While my homeschool experience was somewhere in between these two (I was the oldest of six and my parents didn't catch on to the unschooling thing until I had graduated), the unschooling principles are ideals that I had already begun to apply in my own life, most notably during my free time and over summer breaks. My Dad was always an avid reader, and he made available to us a wide variety of books, and over the summers my parents rewarded us for reading a large volume of classic and non-fiction books (at the end of the summer we'd get to go to a waterpark). Since I already loved to read, this was not hard for me, and I find that now I still prefer to read classics and non-fiction over many other types of literature.
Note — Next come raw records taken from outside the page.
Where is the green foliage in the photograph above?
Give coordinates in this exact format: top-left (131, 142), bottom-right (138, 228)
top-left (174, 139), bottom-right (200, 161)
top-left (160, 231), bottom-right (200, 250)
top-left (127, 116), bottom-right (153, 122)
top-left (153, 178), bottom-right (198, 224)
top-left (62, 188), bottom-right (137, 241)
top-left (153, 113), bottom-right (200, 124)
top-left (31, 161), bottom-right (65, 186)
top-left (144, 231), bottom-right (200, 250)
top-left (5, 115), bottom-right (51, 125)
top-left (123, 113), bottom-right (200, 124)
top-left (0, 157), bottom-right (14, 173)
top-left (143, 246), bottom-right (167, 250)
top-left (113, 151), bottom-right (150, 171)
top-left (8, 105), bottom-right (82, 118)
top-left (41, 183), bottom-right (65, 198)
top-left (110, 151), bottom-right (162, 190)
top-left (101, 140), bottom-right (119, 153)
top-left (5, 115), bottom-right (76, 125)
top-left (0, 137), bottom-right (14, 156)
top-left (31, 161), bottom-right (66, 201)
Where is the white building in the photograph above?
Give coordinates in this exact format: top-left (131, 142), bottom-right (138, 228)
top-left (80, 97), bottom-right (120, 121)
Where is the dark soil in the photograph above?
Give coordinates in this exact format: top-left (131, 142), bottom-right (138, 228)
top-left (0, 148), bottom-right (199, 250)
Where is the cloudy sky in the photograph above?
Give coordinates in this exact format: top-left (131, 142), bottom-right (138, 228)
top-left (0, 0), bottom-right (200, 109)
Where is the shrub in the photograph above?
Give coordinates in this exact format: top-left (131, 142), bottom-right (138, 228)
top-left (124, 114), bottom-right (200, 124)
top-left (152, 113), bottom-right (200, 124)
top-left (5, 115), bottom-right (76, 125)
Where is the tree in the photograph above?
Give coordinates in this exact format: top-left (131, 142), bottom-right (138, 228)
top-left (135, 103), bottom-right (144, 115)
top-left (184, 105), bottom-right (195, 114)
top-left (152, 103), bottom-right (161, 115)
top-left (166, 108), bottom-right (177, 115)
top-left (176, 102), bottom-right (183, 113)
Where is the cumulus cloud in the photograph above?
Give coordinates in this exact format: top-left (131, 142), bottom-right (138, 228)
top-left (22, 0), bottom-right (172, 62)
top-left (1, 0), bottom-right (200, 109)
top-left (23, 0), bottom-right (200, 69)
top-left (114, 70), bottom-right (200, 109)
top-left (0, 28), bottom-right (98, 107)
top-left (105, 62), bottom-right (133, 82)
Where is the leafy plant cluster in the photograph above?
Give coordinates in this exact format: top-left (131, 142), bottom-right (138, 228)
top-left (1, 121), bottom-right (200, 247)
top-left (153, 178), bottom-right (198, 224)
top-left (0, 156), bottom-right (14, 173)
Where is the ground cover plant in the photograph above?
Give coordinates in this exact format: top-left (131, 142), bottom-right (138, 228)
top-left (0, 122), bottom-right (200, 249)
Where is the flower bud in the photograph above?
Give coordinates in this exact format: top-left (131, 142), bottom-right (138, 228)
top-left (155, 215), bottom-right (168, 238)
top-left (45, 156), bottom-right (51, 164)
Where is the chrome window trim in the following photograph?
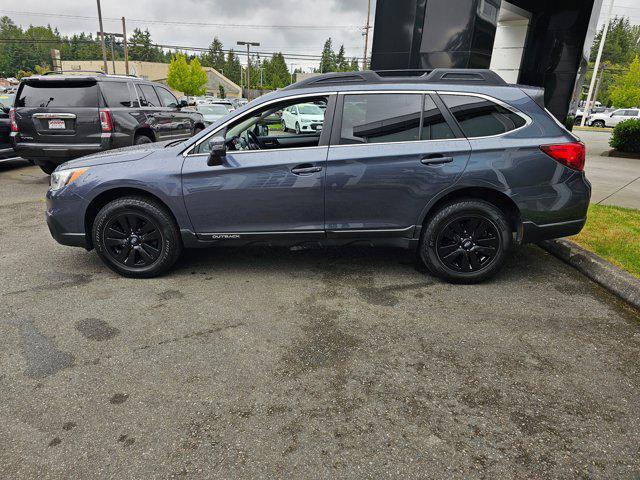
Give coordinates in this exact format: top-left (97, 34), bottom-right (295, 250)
top-left (182, 91), bottom-right (337, 157)
top-left (436, 91), bottom-right (532, 139)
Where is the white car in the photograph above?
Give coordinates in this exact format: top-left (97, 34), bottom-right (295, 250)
top-left (281, 103), bottom-right (325, 134)
top-left (588, 108), bottom-right (640, 128)
top-left (196, 104), bottom-right (232, 125)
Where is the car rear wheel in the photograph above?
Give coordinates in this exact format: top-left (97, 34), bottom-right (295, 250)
top-left (38, 162), bottom-right (57, 175)
top-left (134, 134), bottom-right (153, 145)
top-left (92, 196), bottom-right (182, 278)
top-left (592, 120), bottom-right (606, 128)
top-left (420, 199), bottom-right (511, 284)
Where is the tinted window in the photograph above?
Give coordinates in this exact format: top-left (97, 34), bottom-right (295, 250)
top-left (16, 81), bottom-right (98, 108)
top-left (100, 81), bottom-right (133, 107)
top-left (442, 95), bottom-right (526, 138)
top-left (422, 95), bottom-right (455, 140)
top-left (139, 85), bottom-right (160, 107)
top-left (340, 94), bottom-right (421, 144)
top-left (625, 110), bottom-right (639, 116)
top-left (156, 87), bottom-right (178, 108)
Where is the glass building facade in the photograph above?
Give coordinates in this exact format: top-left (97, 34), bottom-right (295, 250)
top-left (370, 0), bottom-right (603, 122)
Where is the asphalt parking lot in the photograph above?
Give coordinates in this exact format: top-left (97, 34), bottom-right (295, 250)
top-left (1, 160), bottom-right (639, 479)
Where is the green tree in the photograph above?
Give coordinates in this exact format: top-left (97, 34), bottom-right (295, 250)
top-left (319, 38), bottom-right (336, 73)
top-left (264, 52), bottom-right (289, 88)
top-left (224, 50), bottom-right (242, 86)
top-left (590, 17), bottom-right (640, 66)
top-left (128, 28), bottom-right (164, 62)
top-left (201, 37), bottom-right (226, 72)
top-left (167, 53), bottom-right (207, 96)
top-left (335, 44), bottom-right (348, 71)
top-left (610, 56), bottom-right (640, 108)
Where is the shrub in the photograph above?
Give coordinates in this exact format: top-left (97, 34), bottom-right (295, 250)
top-left (610, 118), bottom-right (640, 153)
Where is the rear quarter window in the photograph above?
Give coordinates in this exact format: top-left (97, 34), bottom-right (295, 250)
top-left (442, 94), bottom-right (526, 138)
top-left (100, 81), bottom-right (134, 107)
top-left (16, 81), bottom-right (99, 108)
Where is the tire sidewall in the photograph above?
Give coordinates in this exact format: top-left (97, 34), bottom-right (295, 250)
top-left (134, 135), bottom-right (153, 145)
top-left (420, 200), bottom-right (511, 283)
top-left (92, 197), bottom-right (181, 278)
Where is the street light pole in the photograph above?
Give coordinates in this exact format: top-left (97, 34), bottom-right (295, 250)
top-left (96, 0), bottom-right (108, 73)
top-left (237, 41), bottom-right (260, 100)
top-left (581, 0), bottom-right (615, 126)
top-left (362, 0), bottom-right (372, 70)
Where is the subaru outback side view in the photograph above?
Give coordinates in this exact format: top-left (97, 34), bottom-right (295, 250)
top-left (45, 69), bottom-right (590, 283)
top-left (10, 72), bottom-right (205, 174)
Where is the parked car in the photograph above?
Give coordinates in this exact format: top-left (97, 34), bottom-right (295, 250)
top-left (11, 73), bottom-right (206, 174)
top-left (574, 106), bottom-right (609, 124)
top-left (45, 69), bottom-right (590, 283)
top-left (0, 93), bottom-right (15, 159)
top-left (281, 103), bottom-right (325, 134)
top-left (231, 98), bottom-right (248, 109)
top-left (196, 104), bottom-right (231, 125)
top-left (587, 108), bottom-right (640, 128)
And, honestly, if one of the former president's of our country is looked up to for being so intelligent because he taught himself from books, it doesn't make sense that my experience should be discounted as learning because it is harder to measure or verify. But that is unfortunately the way things are for now. And this may sound ironic, but I find myself facing a pressure to give up my self-educating in favor of "higher-education" so that I can actually do something to change the system. Apparently you have to be well-versed in the system to have any say in how it's not working.
And I am really struggling with the idea of completing a course of "higher-education." On the one hand, I would love to finally get some recognition for what's inside of my cranium. On the other hand, it feels a little like selling out to get a degree just so people will listen to me. That doesn't mean it would be wrong, but I don't think it would be authentically me either. I would love to be able to meet people more intelligent than me, to pick their brains and debate things with them. It would be amazing to have conversations about things that matter most to me with people who know tons more than I do; imagine how much I could learn! But I freeze up every time I think about going back to college. I've attended three different colleges now, and every time I get burned out on our "education" system somewhere between the first and second semester.
Am I just spoiled by all of the years of enjoying self-education at my pace? Am I forgetting some key value to "higher-education" that would make it worthwhile to me? And the biggest question, one that has been haunting me continuously; do I really have to have a Ph.D. to change the world?
On the one hand, it is good for the someone to regulate certain spheres of education. I wouldn't want an uneducated doctor or nurse or dentist working on me. I'd move out if I found out the engineer of my building had no training. But do I really trust the work of an artist more if they have a BA? Do I find a writer's character's more believable because of their graduate degree? Are the arguments of a philosopher or theologian or social advocate more compelling because of their doctorate? Now, I'll admit sometimes detractors will try to tear down their opponent's credibility on the lack of these things, and that is something that I would have to fight against were I to try to change the world on the basis of my self-education.
But is it worth it? Is it worth it to fight these things for the right to be myself in the world? Is it really easier to sacrifice my sense of self simply to gain the recognition and respect of society? Can something potentially soul-killing be considered "easier" or safer? Where is the boundary between giving up your preferences and giving up your personhood?